LE CESINE NATURAL RESERVE
This is a splendid park situated between San Cataldo and Otranto, and is the last of the large wetland areas that used to line the coast between Otranto and Brindisi. It is a stopping place for numerous types of migrating birds, and the area is lined with paths and observation huts and there is also an old fortified farmhouse with towers. A short way from the park, there is the small village of Acaya and its 16th century castle with its mighty defensive towers is bound to impress.
OTRANTO S. MARIA DI LEUCA E BOSCO DI TRICASE PARK
The landscape is breathtaking: canals and caves produce spectacular plays of light and present rare flora and fauna. The must-sees are: the 12th century “Quercus valonea” oak tree; the Zinzulusa cave; the paleolithic incisions in the Romanelli cave; the neolithic paintings in the Grotta dei Cervi cave; the remains of the saint San Nicola di Casole; the amazing “dell’Orte” quarry; the big Palacia and Leuca light-houses.
THE UGENTO COASTAL PARK
This park is characterized by its wetlands that have been reclaimed; here endemic species of fauna as well as the presence of migratory and resident birds make this habitat of particular interest. The “Serre di Ugento” hills also capture the eye: these hills are of karst origin and are lined by so-called “gravinelle” (karst fissures). An area of nature, landscapes and history of 1600 hectares waiting to be discovered.
ISOLA S. ANDREA AND THE COAST AT PUNTA PIZZO
In the middle of Mediterranean salt steppes and rocky coasts, there is the island of Sant’Andrea (near to Gallipoli), where it is possible to see a colony of Corsican seagulls and other rare species of flora and fauna. Also near to Gallipoli, there is the coastline of Punta Pizzo with is made up of an interesting mosaic of important natural and historic features. All with the beautiful backdrop of the crystal-clear sea.
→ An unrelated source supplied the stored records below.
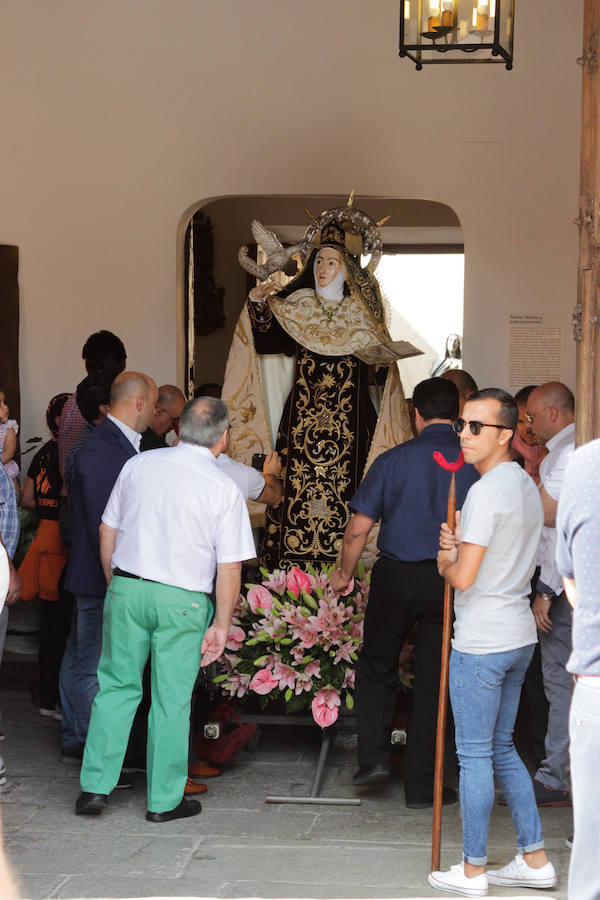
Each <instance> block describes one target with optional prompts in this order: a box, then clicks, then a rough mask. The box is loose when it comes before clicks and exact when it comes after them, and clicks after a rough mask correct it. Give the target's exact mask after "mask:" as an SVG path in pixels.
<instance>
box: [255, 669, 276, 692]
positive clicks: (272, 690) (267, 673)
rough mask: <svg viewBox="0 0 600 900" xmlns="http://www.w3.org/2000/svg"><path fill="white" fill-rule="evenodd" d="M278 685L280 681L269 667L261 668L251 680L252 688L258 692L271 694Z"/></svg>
mask: <svg viewBox="0 0 600 900" xmlns="http://www.w3.org/2000/svg"><path fill="white" fill-rule="evenodd" d="M277 686H278V682H277V681H276V679H275V678H273V675H272V673H271V672H270V671H269V669H259V670H258V672H257V673H256V675H255V676H254V678H253V679H252V681H251V682H250V690H252V691H254V692H255V693H257V694H262V695H263V696H264V695H265V694H270V693H271V691H273V690H275V688H276V687H277Z"/></svg>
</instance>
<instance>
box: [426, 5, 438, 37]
mask: <svg viewBox="0 0 600 900" xmlns="http://www.w3.org/2000/svg"><path fill="white" fill-rule="evenodd" d="M439 24H440V0H429V19H428V20H427V30H428V31H433V29H434V28H437V27H438V26H439Z"/></svg>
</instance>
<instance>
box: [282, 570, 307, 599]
mask: <svg viewBox="0 0 600 900" xmlns="http://www.w3.org/2000/svg"><path fill="white" fill-rule="evenodd" d="M286 587H287V589H288V590H289V591H291V592H292V594H293V595H294V596H295V597H296V599H298V597H299V596H300V593H301V591H303V590H305V591H306V592H307V593H308V594H310V592H311V589H312V585H311V583H310V576H309V575H308V574H307V573H306V572H303V571H302V569H299V568H298V567H297V566H293V567H292V568H291V569H290V571H289V572H288V574H287V581H286Z"/></svg>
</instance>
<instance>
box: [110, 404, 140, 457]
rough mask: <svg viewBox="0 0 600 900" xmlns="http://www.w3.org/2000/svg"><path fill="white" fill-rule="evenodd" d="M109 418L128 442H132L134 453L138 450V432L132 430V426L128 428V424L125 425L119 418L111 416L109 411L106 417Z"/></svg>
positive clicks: (139, 447)
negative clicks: (131, 426) (121, 433)
mask: <svg viewBox="0 0 600 900" xmlns="http://www.w3.org/2000/svg"><path fill="white" fill-rule="evenodd" d="M106 418H107V419H110V421H111V422H114V423H115V425H116V426H117V428H118V429H119V430H120V431H122V432H123V434H124V435H125V437H126V438H127V440H128V441H129V443H130V444H133V449H134V450H135V452H136V453H139V452H140V441H141V440H142V436H141V434H139V432H137V431H134V430H133V428H130V427H129V425H126V424H125V422H121V420H120V419H115V417H114V416H111V414H110V413H109V414H108V415H107V417H106Z"/></svg>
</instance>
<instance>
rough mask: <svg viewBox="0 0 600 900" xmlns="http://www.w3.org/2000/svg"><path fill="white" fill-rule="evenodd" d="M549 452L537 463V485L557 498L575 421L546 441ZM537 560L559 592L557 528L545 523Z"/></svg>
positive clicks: (572, 433) (572, 447) (560, 585)
mask: <svg viewBox="0 0 600 900" xmlns="http://www.w3.org/2000/svg"><path fill="white" fill-rule="evenodd" d="M546 447H547V449H548V455H547V456H545V457H544V459H543V460H542V462H541V464H540V487H544V488H545V489H546V492H547V493H548V494H550V496H551V497H552V499H553V500H556V501H557V502H558V500H559V499H560V491H561V488H562V483H563V479H564V476H565V470H566V468H567V463H568V462H569V460H570V459H571V456H572V455H573V451H574V450H575V425H573V424H571V425H567V427H566V428H563V429H562V431H559V432H558V434H555V435H554V437H553V438H550V440H549V441H547V443H546ZM538 561H539V564H540V566H541V571H540V581H542V582H543V583H544V584H545V585H547V586H548V587H549V588H551V589H552V591H553V592H554V593H555V594H560V593H561V591H562V589H563V586H562V578H561V577H560V573H559V571H558V566H557V565H556V528H548V527H547V526H545V525H544V528H543V529H542V538H541V540H540V549H539V555H538Z"/></svg>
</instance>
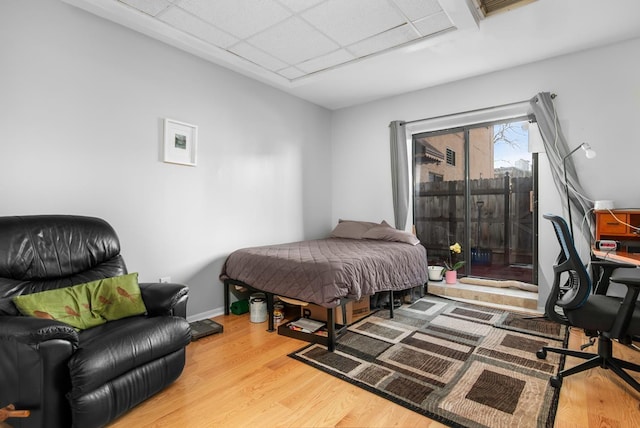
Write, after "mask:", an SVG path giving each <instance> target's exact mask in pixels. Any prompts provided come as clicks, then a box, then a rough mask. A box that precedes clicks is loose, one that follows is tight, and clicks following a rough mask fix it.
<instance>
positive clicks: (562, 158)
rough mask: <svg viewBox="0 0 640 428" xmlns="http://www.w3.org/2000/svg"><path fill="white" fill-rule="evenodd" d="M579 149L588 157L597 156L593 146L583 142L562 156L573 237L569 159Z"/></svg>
mask: <svg viewBox="0 0 640 428" xmlns="http://www.w3.org/2000/svg"><path fill="white" fill-rule="evenodd" d="M579 149H582V150H584V155H585V156H586V157H587V159H593V158H595V157H596V152H595V151H594V150H593V149H591V146H590V145H589V144H587V143H582V144H580V145H579V146H578V147H576V148H575V149H573V150H571V151H570V152H569V153H567V155H566V156H565V157H563V158H562V169H563V172H564V192H565V193H566V195H567V210H568V214H569V230H570V231H571V237H572V238H573V221H572V220H571V198H570V197H569V182H568V181H567V159H569V158H570V157H571V155H573V154H574V153H575V152H577V151H578V150H579Z"/></svg>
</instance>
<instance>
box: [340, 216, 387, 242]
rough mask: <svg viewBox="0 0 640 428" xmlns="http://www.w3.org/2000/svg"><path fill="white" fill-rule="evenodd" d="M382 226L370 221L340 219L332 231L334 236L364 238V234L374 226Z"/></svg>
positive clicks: (378, 224)
mask: <svg viewBox="0 0 640 428" xmlns="http://www.w3.org/2000/svg"><path fill="white" fill-rule="evenodd" d="M376 226H380V225H379V224H378V223H372V222H370V221H354V220H339V221H338V224H337V225H336V227H335V228H334V229H333V231H332V232H331V237H332V238H349V239H362V235H364V233H365V232H366V231H367V230H369V229H371V228H372V227H376Z"/></svg>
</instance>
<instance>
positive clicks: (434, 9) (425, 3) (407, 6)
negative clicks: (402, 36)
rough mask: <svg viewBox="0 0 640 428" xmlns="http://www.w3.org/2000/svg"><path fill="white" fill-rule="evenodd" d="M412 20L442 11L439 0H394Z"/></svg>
mask: <svg viewBox="0 0 640 428" xmlns="http://www.w3.org/2000/svg"><path fill="white" fill-rule="evenodd" d="M393 2H394V3H395V4H397V5H398V7H399V8H400V9H401V10H402V13H404V14H405V15H406V16H407V18H409V19H410V20H411V21H415V20H416V19H420V18H424V17H425V16H429V15H433V14H434V13H438V12H442V7H441V6H440V3H438V0H393Z"/></svg>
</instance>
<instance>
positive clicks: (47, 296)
mask: <svg viewBox="0 0 640 428" xmlns="http://www.w3.org/2000/svg"><path fill="white" fill-rule="evenodd" d="M13 303H14V304H15V305H16V307H17V308H18V310H19V311H20V313H22V314H23V315H26V316H32V317H37V318H48V319H54V320H58V321H61V322H64V323H66V324H69V325H70V326H72V327H75V328H77V329H79V330H84V329H87V328H91V327H95V326H98V325H101V324H104V323H106V322H107V321H112V320H116V319H120V318H125V317H129V316H134V315H140V314H143V313H145V312H146V308H145V306H144V302H143V301H142V296H141V294H140V287H139V286H138V274H137V273H132V274H129V275H122V276H117V277H113V278H105V279H100V280H97V281H92V282H87V283H84V284H78V285H74V286H71V287H65V288H59V289H56V290H47V291H42V292H39V293H32V294H24V295H21V296H16V297H14V298H13Z"/></svg>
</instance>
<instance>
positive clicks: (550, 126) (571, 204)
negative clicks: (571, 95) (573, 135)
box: [530, 92, 593, 242]
mask: <svg viewBox="0 0 640 428" xmlns="http://www.w3.org/2000/svg"><path fill="white" fill-rule="evenodd" d="M553 98H554V96H553V95H551V94H550V93H548V92H541V93H539V94H537V95H536V96H535V97H533V98H532V99H531V100H530V103H531V107H532V109H533V113H534V115H535V116H536V121H537V122H538V127H539V129H540V134H541V135H542V141H543V143H544V147H545V151H546V153H547V157H548V159H549V164H550V166H551V174H552V176H553V181H554V182H555V185H556V188H557V189H558V193H559V194H560V195H561V196H562V200H563V206H564V205H565V204H566V202H565V201H566V200H567V194H566V192H565V183H564V169H563V158H564V157H565V156H566V155H567V154H568V153H569V152H570V151H571V150H573V149H575V147H577V146H578V144H573V145H572V146H571V147H569V144H567V140H566V138H565V137H564V135H563V133H562V129H561V127H560V121H559V119H558V115H557V112H556V109H555V106H554V104H553ZM576 156H580V153H579V152H576V153H574V154H573V155H572V156H570V157H568V158H567V160H566V166H567V183H568V187H569V199H570V201H571V202H570V203H571V217H572V219H573V224H574V226H573V230H574V234H575V235H574V236H576V237H577V236H583V237H584V239H585V240H586V241H587V242H590V240H591V229H592V223H593V222H592V220H591V216H586V217H585V214H586V213H588V212H589V211H590V210H591V209H592V208H593V204H592V202H591V200H589V199H588V198H586V197H585V192H584V189H583V188H582V186H581V185H580V181H579V180H578V174H577V173H576V167H575V164H574V162H573V158H574V157H576ZM565 209H566V207H565ZM583 220H584V221H585V222H586V223H587V225H588V227H587V228H583V227H582V224H583ZM574 241H575V238H574Z"/></svg>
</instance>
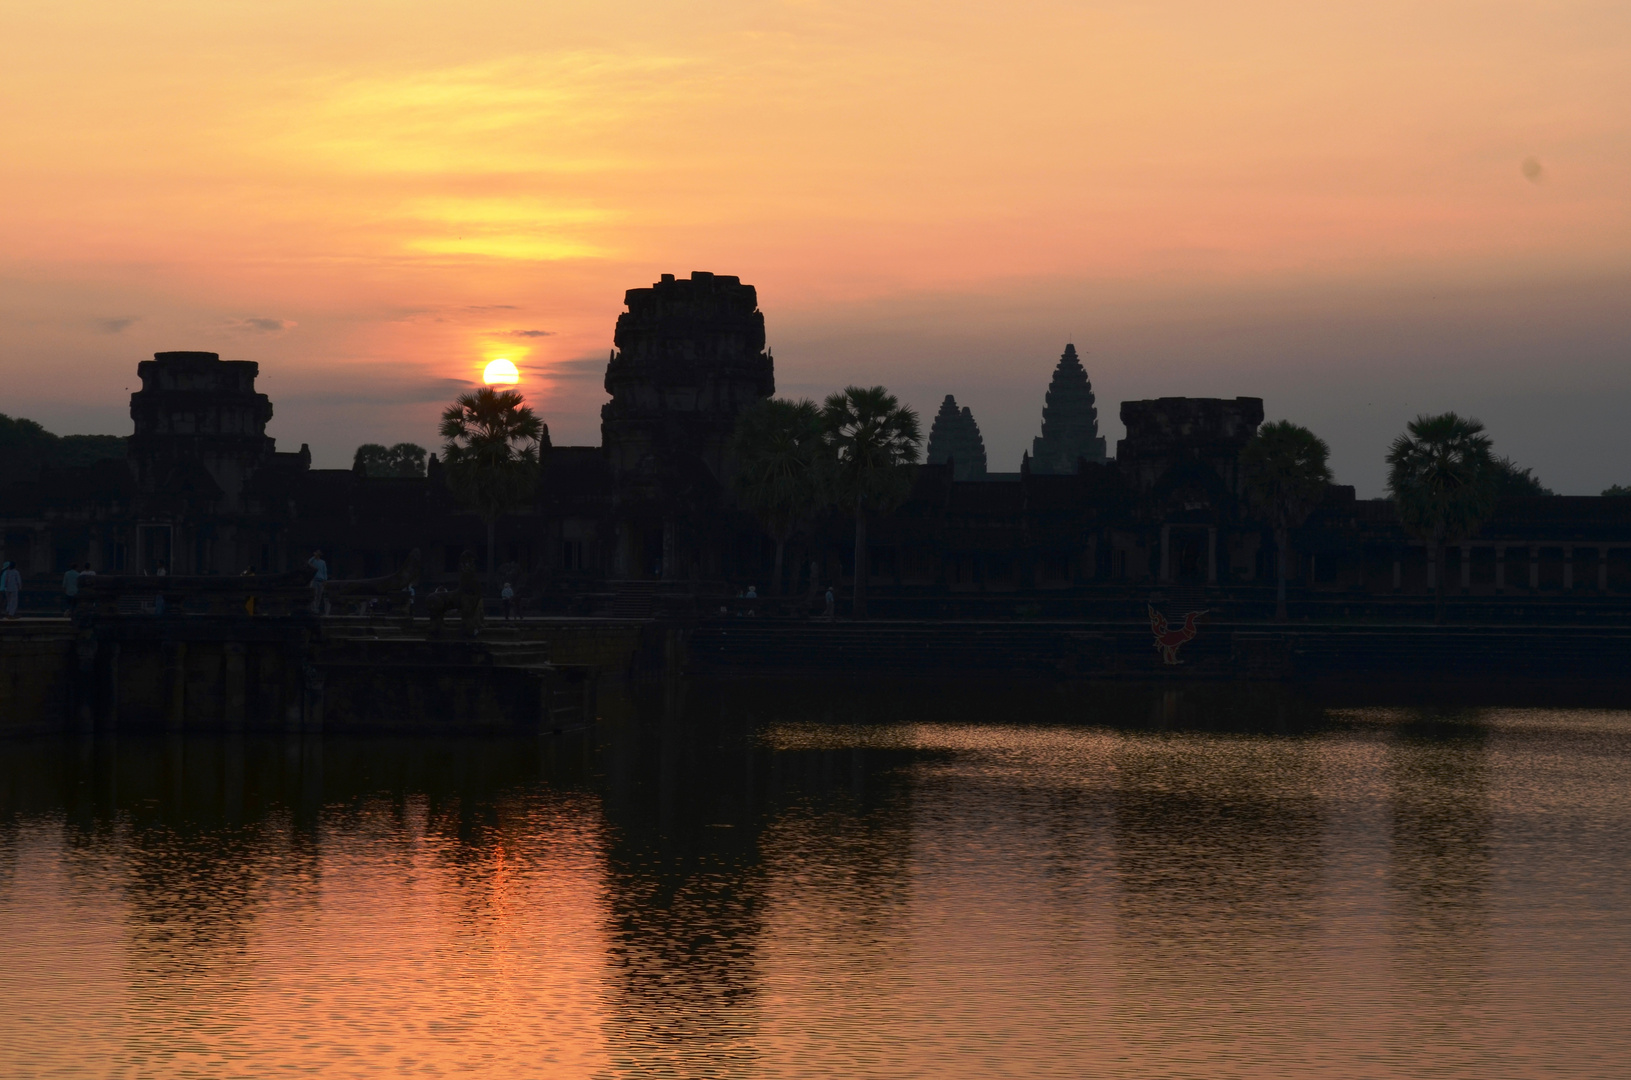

THE PORTO CESAREO RESERVE AND PORTOSELVAGGIO PARK
Imagine never-ending beaches, with tropical-looking seas: this is Punto Prosciutto. At this point the Porto Cesareo reserve begins that together with the Protected Sea Area (Area Marina Protetta) and islands, Mediterranean vegetation and karst lakes reaches the park of Portoselvaggio: 300 hectares of Mediterranean pine forest make this one of Salento’s biggest green areas in which the “Torre dell’Alto” and “Torre di Uluzzo” towers majestically dominate this spectacular panorama.